Fed's Bullard warns that too many rate hikes this year could slow the economy too much

  • Central bankers need to follow the economy, which is showing strength but still little inflation, says St. Louis Fed President James Bullard.
  • Bullard says he doesn’t expect the years of below-target inflation to change rapidly.
  • Wall Street expects the Fed to raise rates at next month’s meeting and at least two more times in 2018.

Central bankers need to be careful not to increase interest rates too quickly this year because that could slow the economy too much, St. Louis Federal Reserve President James Bullard told CNBC on Thursday.

Wall Street expects the Fed to raise rates at next month’s meeting, in the first of what’s seen as at least three total hikes in 2018. The Fed increased the cost of borrowing money three times last year to the current range of 1.25 to 1.50 percent.

Hiking rates by a total of 1 percent this year, which would signal four increases of the typical 0.25 percent, would be “priced for perfection,” Bullard said.

“The idea that we need to go 100 basis points in 2018, that seems like a lot to me,” he said. “Everything would have to go just right. The economy would have to surprise on the upside a bunch of times during the year. I’m not sure that’s a good way to think about 2018.”

The Fed needs to follow the economy, which is showing strength but still little inflation, Bullard said, adding he doesn’t expect the years of below-target inflation to change rapidly. “We’ve got a ways to go on this inflation story.”

“One thing I’m concerned about is if [there’s] a bunch of hikes this year Fed policy will turn restrictive,” he said. “The neutral fed funds rates is pretty low.” The fed funds rate is a key short-term interest rate that banks use to lend each other money overnight.

Bullard appeared on “Squawk Box” one day after the release of the minutes from the Fed’s January policy meeting. Central bankers held interest rates steady last month but indicated optimism about the economy and inflation moving higher toward the Fed’s 2 percent target.

“It was natural for us to be meeting in January and saying good things about 2017,” he said, considering the U.S. and the global economy surprised to the upside.

The Fed should only move from a reactive to a proactive stance only if inflation moves to target with expectations of further price pressures on the horizon, said Bullard, who is not a voting member on the central bank’s policymaking Federal Open Market Committee. But he’s still part of the conversation.

On Thursday, the central bank’s newest member, Fed Governor Randal Quarles, said Tokyo that below-target inflation should not stand in the way of future rate increases. “After assessing the recent data, my take is that the current shortfall in inflation from target is most likely due to transitory factors that will fade through 2018, pushing inflation back up to target,” said Quarles, who has an FOMC vote.

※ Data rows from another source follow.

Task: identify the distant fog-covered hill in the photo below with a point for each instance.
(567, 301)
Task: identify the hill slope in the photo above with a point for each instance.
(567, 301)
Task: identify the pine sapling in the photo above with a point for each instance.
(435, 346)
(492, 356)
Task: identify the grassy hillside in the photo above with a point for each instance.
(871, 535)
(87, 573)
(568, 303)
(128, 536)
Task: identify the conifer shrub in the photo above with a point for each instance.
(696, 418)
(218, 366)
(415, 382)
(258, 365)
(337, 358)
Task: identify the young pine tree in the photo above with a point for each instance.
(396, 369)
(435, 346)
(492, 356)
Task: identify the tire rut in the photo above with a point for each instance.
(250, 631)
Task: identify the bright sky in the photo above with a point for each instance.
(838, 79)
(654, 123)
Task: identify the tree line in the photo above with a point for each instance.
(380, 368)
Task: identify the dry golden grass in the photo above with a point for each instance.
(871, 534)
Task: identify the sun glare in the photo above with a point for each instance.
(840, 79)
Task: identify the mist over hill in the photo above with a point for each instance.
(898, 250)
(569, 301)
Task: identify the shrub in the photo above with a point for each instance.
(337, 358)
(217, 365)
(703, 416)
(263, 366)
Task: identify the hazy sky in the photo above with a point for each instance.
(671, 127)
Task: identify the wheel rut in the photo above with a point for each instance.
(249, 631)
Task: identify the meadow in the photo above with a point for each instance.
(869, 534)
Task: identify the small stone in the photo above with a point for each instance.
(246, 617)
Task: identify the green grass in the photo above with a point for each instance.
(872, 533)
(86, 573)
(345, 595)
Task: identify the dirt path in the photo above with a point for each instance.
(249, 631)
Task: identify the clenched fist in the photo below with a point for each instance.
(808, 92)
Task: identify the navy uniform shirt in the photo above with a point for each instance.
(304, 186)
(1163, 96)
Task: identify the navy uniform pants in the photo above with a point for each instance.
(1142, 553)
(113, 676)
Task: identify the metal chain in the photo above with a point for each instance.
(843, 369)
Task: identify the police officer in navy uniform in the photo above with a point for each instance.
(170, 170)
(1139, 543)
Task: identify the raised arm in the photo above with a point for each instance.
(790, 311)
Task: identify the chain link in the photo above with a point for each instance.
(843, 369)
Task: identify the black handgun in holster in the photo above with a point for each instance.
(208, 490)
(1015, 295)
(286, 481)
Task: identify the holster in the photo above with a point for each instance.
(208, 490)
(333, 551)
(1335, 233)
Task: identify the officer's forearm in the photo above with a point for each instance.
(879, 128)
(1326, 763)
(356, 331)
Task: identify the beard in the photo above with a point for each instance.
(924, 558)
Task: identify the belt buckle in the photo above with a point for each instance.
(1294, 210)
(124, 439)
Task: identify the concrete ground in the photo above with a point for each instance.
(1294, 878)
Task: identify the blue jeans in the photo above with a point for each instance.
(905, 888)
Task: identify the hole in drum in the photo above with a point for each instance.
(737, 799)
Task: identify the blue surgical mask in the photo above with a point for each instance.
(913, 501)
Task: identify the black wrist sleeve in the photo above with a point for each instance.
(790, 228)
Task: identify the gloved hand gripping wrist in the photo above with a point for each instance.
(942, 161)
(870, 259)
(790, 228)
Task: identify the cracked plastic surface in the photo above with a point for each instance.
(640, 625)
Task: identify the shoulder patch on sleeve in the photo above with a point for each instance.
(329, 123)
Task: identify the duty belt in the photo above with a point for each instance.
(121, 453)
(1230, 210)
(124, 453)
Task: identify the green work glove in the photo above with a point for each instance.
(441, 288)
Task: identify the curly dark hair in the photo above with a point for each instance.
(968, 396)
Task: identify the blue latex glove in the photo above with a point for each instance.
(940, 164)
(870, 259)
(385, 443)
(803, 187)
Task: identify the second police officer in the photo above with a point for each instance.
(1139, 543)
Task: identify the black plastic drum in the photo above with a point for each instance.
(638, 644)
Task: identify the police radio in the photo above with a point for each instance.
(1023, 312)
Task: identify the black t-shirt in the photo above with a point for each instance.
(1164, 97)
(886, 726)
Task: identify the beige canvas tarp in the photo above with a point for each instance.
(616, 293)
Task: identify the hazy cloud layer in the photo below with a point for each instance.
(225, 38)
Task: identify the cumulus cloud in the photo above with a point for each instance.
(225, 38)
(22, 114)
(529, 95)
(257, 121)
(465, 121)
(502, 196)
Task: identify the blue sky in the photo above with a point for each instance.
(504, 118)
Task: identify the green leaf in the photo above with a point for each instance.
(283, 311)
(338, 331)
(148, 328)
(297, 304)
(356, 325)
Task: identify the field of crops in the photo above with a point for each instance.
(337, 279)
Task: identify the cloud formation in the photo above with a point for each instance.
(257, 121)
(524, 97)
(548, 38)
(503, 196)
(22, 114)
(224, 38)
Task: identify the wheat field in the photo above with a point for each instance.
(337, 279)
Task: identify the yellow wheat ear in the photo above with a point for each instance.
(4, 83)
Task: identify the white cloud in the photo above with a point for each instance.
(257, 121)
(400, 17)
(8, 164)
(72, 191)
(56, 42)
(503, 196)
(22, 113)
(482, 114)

Investors and traders have been nervous lately about economic growth running too hot and inflation overshooting and whether those conditions might lead the Fed to increase rates more aggressively than planned.

Wall Street got off to an incredibly strong start in January after a banner 2017.

But the stock market tanked in early February after a higher-than-expected wage number in January’s jobs report sparked fears of inflation and rising rates. Stocks on a closing basis eventually bottomed out on Feb. 8, briefly plunging into 10 percent correction territory. The market had been up for six-straight sessions before declines on Tuesday and Wednesday.

Fed Chairman Jerome Powell, who took over for Janet Yellen, was sworn in on Feb. 5 as the stock market was melting down.

While stocks were swinging all over the place, the 10-year Treasury yield was spiking to around four-year highs just below 3 percent.

Bullard said the Fed does not have to hurry on rates because the bond market has been doing some of the heavy lifting.

“I don’t think we need to chase the 10-year up,” he said. “If the long end is moving up in tandem with better growth prospects worldwide, then the bond market is doing our work for us.”

As for fiscal policy, he said he’s encouraged by some of the policies of President Donald Trump and Republican leaders on Capitol Hill. “I like the deregulatory agenda. I think the tax plan has some chance of working and firing up investment.”